In general, it can be said that the implementation of materiality, stakeholder engagement, and corporate governance in sustainability reporting does not help companies produce quality reports. SR’s popularity and regulatory pressures lead to high demand from investors and various stakeholder groups, so companies focus on improving SR restraint indicators rather than the quality of SR information. It was found that disclosure of stakeholder engagement and corporate governance fail to improve SR quality. This indicates that communication between stakeholders and the company needs to be more transparent, and the corporate governance mechanism needs to be oriented toward sustainability. Therefore, it can be said that sustainability disclosure practices in Indonesia tend to be symbolic.

The authors realize that research has some limitations. First, it selects companies that use GRI Standard (2016) as a reporting framework so that the sample in this study is limited in number. Second, this research analysis scheme uses disclosure themes in the GRI Standards, especially for specific disclosures on social and environmental aspects. Third, the material information, stakeholder engagement, and corporate governance and corporate governance are based on general disclosure. It is possible that companies may disclose more detailed information on SR disclosures that are not included in the disclosure scheme in this study. Fourth, this research period was carried out in the early stages of implementing the GRI Standard so that different levels of disclosure could also be influenced by differences in management’s ability levels and perceptions in the sustainability reporting process.

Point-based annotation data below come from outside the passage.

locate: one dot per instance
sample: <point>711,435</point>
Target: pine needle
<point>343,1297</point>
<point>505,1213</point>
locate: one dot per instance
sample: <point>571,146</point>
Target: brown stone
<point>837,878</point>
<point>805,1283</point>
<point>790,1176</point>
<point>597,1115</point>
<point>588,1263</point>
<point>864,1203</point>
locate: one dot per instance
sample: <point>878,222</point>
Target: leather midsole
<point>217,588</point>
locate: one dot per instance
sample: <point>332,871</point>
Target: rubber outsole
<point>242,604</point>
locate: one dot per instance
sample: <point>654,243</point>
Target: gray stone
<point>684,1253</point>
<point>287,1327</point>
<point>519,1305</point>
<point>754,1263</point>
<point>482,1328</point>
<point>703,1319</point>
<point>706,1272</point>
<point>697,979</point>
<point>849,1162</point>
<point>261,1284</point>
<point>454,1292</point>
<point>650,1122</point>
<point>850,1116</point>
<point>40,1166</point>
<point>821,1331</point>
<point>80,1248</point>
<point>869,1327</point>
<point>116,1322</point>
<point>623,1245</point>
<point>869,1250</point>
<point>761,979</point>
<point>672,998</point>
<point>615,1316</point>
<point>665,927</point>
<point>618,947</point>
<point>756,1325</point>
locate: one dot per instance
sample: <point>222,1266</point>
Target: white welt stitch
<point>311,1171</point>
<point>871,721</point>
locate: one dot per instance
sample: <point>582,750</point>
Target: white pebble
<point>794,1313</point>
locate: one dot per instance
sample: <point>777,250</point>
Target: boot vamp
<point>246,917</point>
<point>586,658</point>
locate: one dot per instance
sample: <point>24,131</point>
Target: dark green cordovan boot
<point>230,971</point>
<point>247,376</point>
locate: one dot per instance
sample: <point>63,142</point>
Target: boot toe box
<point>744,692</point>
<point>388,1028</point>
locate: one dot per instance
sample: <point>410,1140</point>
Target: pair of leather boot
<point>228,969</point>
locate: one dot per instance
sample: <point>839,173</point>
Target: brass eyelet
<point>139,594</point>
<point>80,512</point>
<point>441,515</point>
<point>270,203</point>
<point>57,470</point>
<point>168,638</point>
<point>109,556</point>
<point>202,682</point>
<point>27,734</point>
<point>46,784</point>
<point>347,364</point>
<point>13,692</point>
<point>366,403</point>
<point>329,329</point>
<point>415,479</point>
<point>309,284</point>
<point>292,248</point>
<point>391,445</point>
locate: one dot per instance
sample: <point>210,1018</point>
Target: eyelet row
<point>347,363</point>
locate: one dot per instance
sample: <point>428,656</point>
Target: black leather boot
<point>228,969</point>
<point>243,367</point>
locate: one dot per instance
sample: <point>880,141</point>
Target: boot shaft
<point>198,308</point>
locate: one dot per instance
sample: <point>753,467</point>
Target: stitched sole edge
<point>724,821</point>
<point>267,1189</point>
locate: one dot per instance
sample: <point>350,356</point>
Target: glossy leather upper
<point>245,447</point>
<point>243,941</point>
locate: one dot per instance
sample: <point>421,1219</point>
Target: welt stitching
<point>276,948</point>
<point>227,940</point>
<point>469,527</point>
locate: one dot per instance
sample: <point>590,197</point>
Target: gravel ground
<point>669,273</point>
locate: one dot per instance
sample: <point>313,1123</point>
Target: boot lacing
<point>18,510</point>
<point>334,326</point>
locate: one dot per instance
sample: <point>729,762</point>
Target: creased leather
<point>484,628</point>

Future research could analyze the quality of SR in various sectors or industries because the characteristics company (e.g., type of industry) will affect the level of disclosure and impact SR quality. Future research could also carry out the same analysis by adding economic aspects as the theme of sustainability disclosure analysis. This will give different results because it will affect the amount of information relevant to sustainability. Another opportunity would be to increase the research period to obtain evidence on better disclosure practices, considering that the level of awareness of companies and stakeholders is increasing toward sustainability.

This research suggests that companies improve SR quality to increase stakeholder confidence about the company’s sustainability commitments. The application of materiality and stakeholder principles must be re-evaluated to strengthen its role in producing high-quality reporting. Implementation of sustainability-oriented corporate governance, such as the existence of a CSR committee, is also essential to ensure management’s commitment to stakeholders. The results of this study can also be used as a consideration for regulators to develop standardization of sustainability reporting in Indonesia to make it easier to carry out an objective assessment of the quality of sustainability reporting.

Acknowledgements

This research was funded by Indonesian Education scholarships (BPI) With Indonesian Endowment Fund for Education/Lembaga Pengelola Dana Pendidikan (LPDP).

Disclosure statement

No potential conflict of interest was reported by the author(s).

Additional information

Funding

The authors received no direct funding for this research.

Notes

1. The researchers have examined the necessary assumptions such as multicollinearity tests. The multicollinearity assumption test results are fulfilled with each independent variable with a VIF value of less than 10, which means that there is no strong correlation between the independent variables. In addition, this study has also treated all scale values with a logarithmic transformation to achieve a normal distribution of values.